When we achieve effective decentralisation, the state needs to be robust in its authority to be able to protect any institutional or organisation with devolved power. Decentralisation doesn’t mean a weak state, government or parliament. It means that we can see our services delivered at a level which best reflects the needs of our constituents.
Ian Murray is the Labour MP for Edinburgh South. Follow him on Twitter at @IanMurrayMP.
Ian Murray was speaking at ‘The Purple Book: Should we leave the big state behind?’ debate organised by Progress on Friday 18 November in Edinburgh.
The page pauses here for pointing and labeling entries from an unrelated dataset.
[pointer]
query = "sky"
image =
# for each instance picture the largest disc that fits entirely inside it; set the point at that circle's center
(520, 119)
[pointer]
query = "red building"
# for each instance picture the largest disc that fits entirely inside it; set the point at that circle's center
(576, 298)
4 thoughts on “Decentralising Scotland”
I completely agree but would go further. Scotland has most centralised local government in Europe and councils have little fiscal freedom beyond setting the level of library fines and parking charges (for all I know these may also be constrained!). I outlined the argument in a recent post at . Real democracy will come when we have real local government with the power to directly raise over 50% of its own revenue and the freedom to choose from a range of taxation measures including a land tax.
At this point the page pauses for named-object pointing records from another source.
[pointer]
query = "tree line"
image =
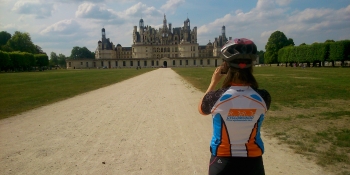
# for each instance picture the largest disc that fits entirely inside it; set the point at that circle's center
(279, 49)
(19, 53)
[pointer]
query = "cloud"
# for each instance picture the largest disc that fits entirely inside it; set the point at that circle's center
(283, 2)
(140, 10)
(172, 5)
(40, 9)
(64, 27)
(89, 10)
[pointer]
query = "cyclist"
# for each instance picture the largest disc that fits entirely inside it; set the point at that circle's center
(238, 109)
I would proffer my opinion that local government should, by law, be A-political? I would say this because it is the nature of the party beast to implement party policy. This rarely aligns itself with the needs of the local electorate.
Dare I say it out loud, Labour party policy has a hole in it, namely there is no great desire to maintain and improve the manufacturing base in Scotland! (Just look at the Thatcher legacy and the dearth of energy expended by Labour on rebuilding the countries industrial base) It flies in the face of party mantra where industrialists are perceived as horrible capitalists! It is easier and safer to grow what some consider to be non-jobs in the public domain.
I would see the Scottish government setting the objectives and Key Performance Indicators for local government who would then seek agreement from the local electorate and hence the tax rate. Land tax and sales tax would seem to be the path of least resistance?
Surely the Labour governments demise was down to them doing too little in their 13 years of majority govenmment in Westminster doing pretty much nothing during there time in power at Holyrood.And doing nothing in their period of opposition at holyrood but moan about the “seperatists”.The function of Scottish Labour these days is to hate the SNP.Anything else is just window dressing.Labour seem to hate the SNP more than the idea of independence.Thats how it seems to me anyway.Labour should crack on with an agenda of social democracy for Scotland and drop their adopted mantle of Saviours of the Union,because most of their voters,and most of the voters theyve lost, dont share the leaderships passion for it.
I wonder at what level of tax accountability Ian Murray would consider a local councils to be properly decentralised, 10%,or maybe 50%. Obviously the higher the level, the more indepedent action that body could exorcise. That works all ways. I stayed with friends in the south of England some years ago. Tho’ it was a very wealthy area they had no street lighting in the village and very few pavements because they did not wish to spend on these things. So if you wish to maintain certain standards you will have to ringfence some areas,perhaps remove them from local control altogether. Or do you trust good sense and risks some areas not hiring enough teachers or police?